You might be sick of hearing it, but that doesn't make it any less true.
The best way to grow your wealth is to invest in ASX shares for the long term.
Those who chase short-term profits might receive a windfall now and then — but overall, the chances of success are slim.
That's because no one — read no one — has the ability to deliberately time the market.
In contrast, those investors who have the patience to buy quality stocks and then let them brew for a few years are giving themselves a much better chance of making sustainable returns.
So for those readers who are genuinely in it for the long haul, here are three S&P/ASX 200 Index (ASX: XJO) stocks that the team at ECP Growth Companies Fund are backing:
ASX 200 player boasting 'global scale and multi-destination footprint'
IDP Education Ltd (ASX: IEL) is a classic example of a stock facing short-term troubles, but could be rewarding for investors who can fight on.
The shares are now trading 11% lower than it was in early December.
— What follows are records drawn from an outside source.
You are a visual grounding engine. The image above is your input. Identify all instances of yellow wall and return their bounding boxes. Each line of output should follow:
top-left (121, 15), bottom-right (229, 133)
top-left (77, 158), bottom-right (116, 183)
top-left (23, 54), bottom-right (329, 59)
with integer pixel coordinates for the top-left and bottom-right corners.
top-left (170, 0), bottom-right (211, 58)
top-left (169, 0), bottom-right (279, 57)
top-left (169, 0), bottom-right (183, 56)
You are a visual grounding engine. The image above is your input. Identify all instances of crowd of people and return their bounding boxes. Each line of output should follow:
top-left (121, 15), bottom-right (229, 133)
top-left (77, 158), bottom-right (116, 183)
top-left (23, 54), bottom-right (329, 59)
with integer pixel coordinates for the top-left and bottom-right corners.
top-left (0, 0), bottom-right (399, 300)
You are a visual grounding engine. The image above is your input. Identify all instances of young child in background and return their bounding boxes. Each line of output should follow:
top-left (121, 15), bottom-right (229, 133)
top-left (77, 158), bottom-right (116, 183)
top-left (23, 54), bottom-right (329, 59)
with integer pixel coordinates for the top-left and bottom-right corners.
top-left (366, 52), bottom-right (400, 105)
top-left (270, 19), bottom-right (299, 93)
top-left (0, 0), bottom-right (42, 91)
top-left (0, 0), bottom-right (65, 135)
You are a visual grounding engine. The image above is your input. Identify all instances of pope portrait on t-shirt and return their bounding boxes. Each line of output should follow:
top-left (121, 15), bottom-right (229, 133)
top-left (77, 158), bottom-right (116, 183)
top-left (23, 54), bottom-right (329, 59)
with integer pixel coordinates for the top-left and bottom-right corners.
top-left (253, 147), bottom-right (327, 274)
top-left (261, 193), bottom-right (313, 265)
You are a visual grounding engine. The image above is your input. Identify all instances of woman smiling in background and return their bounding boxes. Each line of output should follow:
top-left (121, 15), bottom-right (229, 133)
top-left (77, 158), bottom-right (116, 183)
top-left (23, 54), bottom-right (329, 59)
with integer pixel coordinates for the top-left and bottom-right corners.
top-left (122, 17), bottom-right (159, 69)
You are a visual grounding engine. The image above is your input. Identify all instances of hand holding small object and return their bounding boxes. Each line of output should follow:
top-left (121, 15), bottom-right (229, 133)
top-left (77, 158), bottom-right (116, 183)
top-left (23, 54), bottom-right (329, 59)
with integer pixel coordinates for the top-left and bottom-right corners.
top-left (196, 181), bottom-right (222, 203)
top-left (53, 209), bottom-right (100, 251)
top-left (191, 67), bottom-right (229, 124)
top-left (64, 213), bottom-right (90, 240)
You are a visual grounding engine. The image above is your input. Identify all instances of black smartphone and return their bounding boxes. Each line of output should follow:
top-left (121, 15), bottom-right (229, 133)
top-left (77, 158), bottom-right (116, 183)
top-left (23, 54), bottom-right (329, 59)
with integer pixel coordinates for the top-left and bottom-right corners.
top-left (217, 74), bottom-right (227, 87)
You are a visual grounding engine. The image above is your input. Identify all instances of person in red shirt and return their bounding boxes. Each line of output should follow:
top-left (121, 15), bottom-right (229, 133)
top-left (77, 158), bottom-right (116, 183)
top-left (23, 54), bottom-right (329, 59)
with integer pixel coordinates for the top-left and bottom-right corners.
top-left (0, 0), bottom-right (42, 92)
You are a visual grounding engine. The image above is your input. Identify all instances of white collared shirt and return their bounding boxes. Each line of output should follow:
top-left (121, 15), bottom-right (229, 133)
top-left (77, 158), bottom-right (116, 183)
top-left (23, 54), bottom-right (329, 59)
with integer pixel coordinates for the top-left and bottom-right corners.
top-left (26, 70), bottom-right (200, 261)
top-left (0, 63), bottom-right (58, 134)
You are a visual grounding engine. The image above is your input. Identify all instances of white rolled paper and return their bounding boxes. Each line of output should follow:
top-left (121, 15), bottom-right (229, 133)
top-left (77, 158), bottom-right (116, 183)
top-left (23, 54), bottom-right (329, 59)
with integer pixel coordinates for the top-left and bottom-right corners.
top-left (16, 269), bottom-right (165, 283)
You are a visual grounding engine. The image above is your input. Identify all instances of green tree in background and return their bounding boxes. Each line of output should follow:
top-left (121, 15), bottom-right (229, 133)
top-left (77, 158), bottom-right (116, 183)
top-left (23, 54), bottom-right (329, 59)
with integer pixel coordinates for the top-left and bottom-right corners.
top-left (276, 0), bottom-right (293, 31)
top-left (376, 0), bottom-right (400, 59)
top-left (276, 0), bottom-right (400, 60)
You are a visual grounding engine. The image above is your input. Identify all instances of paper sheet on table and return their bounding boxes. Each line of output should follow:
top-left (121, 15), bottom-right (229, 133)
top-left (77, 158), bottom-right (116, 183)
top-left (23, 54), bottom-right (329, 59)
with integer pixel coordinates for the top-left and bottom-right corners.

They have sunk 35% if you go back to last February as the starting point.
"IDP Education underperformed as the market digested changes to Australian migration rules and a change in CFO," the ECP team said in a memo to clients.
"While both of these have been well flagged and are not unexpected, they do represent developments for IDP to address in the near term."
However, the analysts are not concerned about the impact of these developments for the long-term outlook for the education services business.
"The Australian government has communicated that its changes to migration settings are aimed at addressing non-genuine students and improving the quality of educational institutions servicing this market.
"While these changes may affect student volumes in the short-term, the impact to IDP Education is limited given the company's global scale and multi-destination footprint."
The money is rolling in for this mob
GQG Partners Inc (ASX: GQG) shares have been going the opposite direction to IDP in recent weeks.
The investment management company has enjoyed an awesome 33% rise in its stock price since 9 November.
The ECP analysts attributed this to the flows of investment capital and a general bullishness in equity markets.
"GQG's business continues to perform to expectations, with consistent positive monthly net flows from higher fee channels and strong fund performance across all products on a rolling three-year time-frame."
The state of the business provides much assurance for long-term investors.
"This consistent alpha generation gives us confidence GQG can continue to sustain flows as it moves toward utilising its significant fund capacity."
A rejuvenated ASX 200 stock
Payments technology provider Block Inc CDI (ASX: SQ2) has returned with a vengeance to the winners' club after some ordinary stock performance since its ASX listing in early 2022.
Since the start of November, Block shares have gained a phenomenal 63%.
Although it is experiencing a 13% dip so far this year, the ECP team's faith is on show as the third largest holding in the portfolio.
The company is back in the good books with investors because of its new attitude towards expenses and cash flow.
"Block Inc outperformed in December following the release of its 3Q23 result the month prior, which exceeded investor expectations with respect to future cost discipline, and strong messaging about internal personnel productivity," read the ECP memo.
"The result is an expectation of faster operating leverage to emerge across business units, with a plan to hit Block's 'rule of 40' in 2026."